As smoke filled the skies over Portland during the Riverside and Beachie Creek fires in 2020, scientists from Pacific Northwest National Laboratory gathered their air quality equipment to get a closer look at the air inside homes.
What the scientists found could help people keep the air inside their homes cleaner, even as wildfire smoke season gets longer in the Pacific Northwest.
“We found that even with a completely shut home, we still had really high penetrations of particulate matter indoors,” said Chrissi Antonopoulos, a senior analyst with Pacific Northwest National Laboratory.
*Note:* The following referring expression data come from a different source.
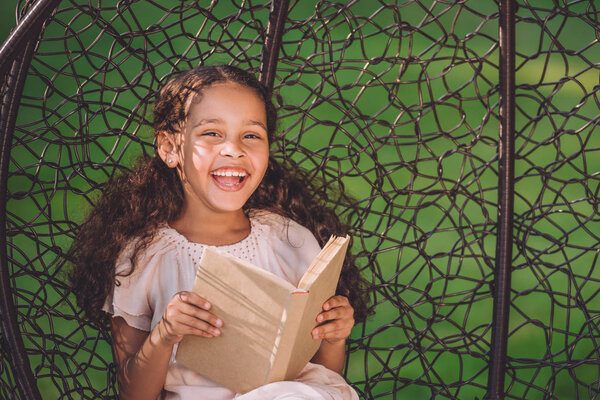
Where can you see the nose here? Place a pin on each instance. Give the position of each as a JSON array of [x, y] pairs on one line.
[[232, 148]]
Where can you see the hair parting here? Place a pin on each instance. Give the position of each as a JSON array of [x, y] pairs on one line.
[[134, 205]]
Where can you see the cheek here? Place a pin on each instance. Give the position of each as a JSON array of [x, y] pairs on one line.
[[200, 155]]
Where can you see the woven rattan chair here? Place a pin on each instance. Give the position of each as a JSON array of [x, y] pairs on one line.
[[472, 156]]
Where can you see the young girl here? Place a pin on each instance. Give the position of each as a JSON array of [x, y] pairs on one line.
[[212, 182]]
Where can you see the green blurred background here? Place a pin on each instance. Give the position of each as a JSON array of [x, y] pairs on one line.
[[414, 142]]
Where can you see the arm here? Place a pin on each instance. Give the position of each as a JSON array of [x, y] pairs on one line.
[[337, 320], [143, 357]]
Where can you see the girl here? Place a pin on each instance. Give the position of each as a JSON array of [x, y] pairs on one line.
[[212, 182]]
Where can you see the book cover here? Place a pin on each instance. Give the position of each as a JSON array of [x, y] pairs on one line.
[[266, 335]]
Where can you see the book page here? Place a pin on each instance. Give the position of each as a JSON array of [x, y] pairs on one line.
[[250, 302], [321, 287]]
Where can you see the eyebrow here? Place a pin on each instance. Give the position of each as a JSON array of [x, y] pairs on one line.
[[220, 121]]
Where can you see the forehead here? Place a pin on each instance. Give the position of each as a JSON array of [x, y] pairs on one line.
[[226, 99]]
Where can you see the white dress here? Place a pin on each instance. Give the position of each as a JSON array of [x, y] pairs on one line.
[[168, 266]]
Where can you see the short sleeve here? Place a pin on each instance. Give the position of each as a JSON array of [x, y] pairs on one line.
[[129, 298], [288, 248]]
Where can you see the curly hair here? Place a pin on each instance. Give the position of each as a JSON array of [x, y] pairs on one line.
[[134, 205]]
For a little more than a week, scientists set up air quality monitors inside and outside a home in Portland. The monitoring stations collected data every two minutes.
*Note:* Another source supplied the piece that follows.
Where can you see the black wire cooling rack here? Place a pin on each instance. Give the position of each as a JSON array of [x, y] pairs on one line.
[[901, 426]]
For a few days that summer, Portland earned the distinction of the city with the most polluted air in the world.
The people inside the home, which was built in 1928, kept all their windows closed and avoided cooking or other activities, such as burning candles, that increase air pollution indoors.
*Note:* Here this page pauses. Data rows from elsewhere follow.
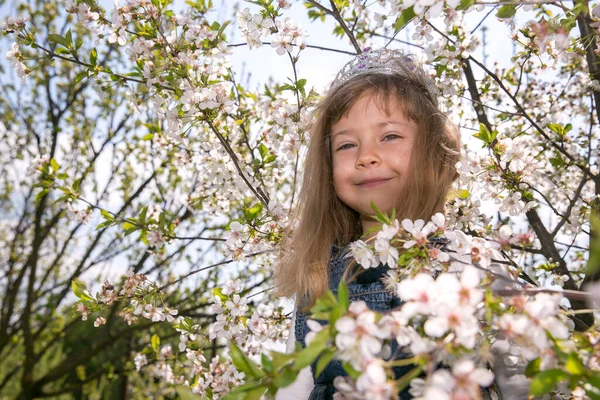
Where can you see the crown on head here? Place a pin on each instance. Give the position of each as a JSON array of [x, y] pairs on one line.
[[387, 61]]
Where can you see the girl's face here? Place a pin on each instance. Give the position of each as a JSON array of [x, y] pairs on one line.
[[371, 154]]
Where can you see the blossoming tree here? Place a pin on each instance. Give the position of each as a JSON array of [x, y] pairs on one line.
[[201, 167]]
However, the smoke particles found their way inside.
The scientists looked at the ratio of pollution outside to pollution inside, which peaked at almost 80%, Antonopoulos said.
“The old housing stock that we have here is not adequate to protect us from either extreme heat or large scale pollution events from wildfires,” she said. “Our housing is old and leaky.”
When the scientists added a portable air cleaner with a HEPA filter to the home, the inside air quality dramatically improved, Antonopoulos said. However, the air quality still showed unhealthy particulate levels.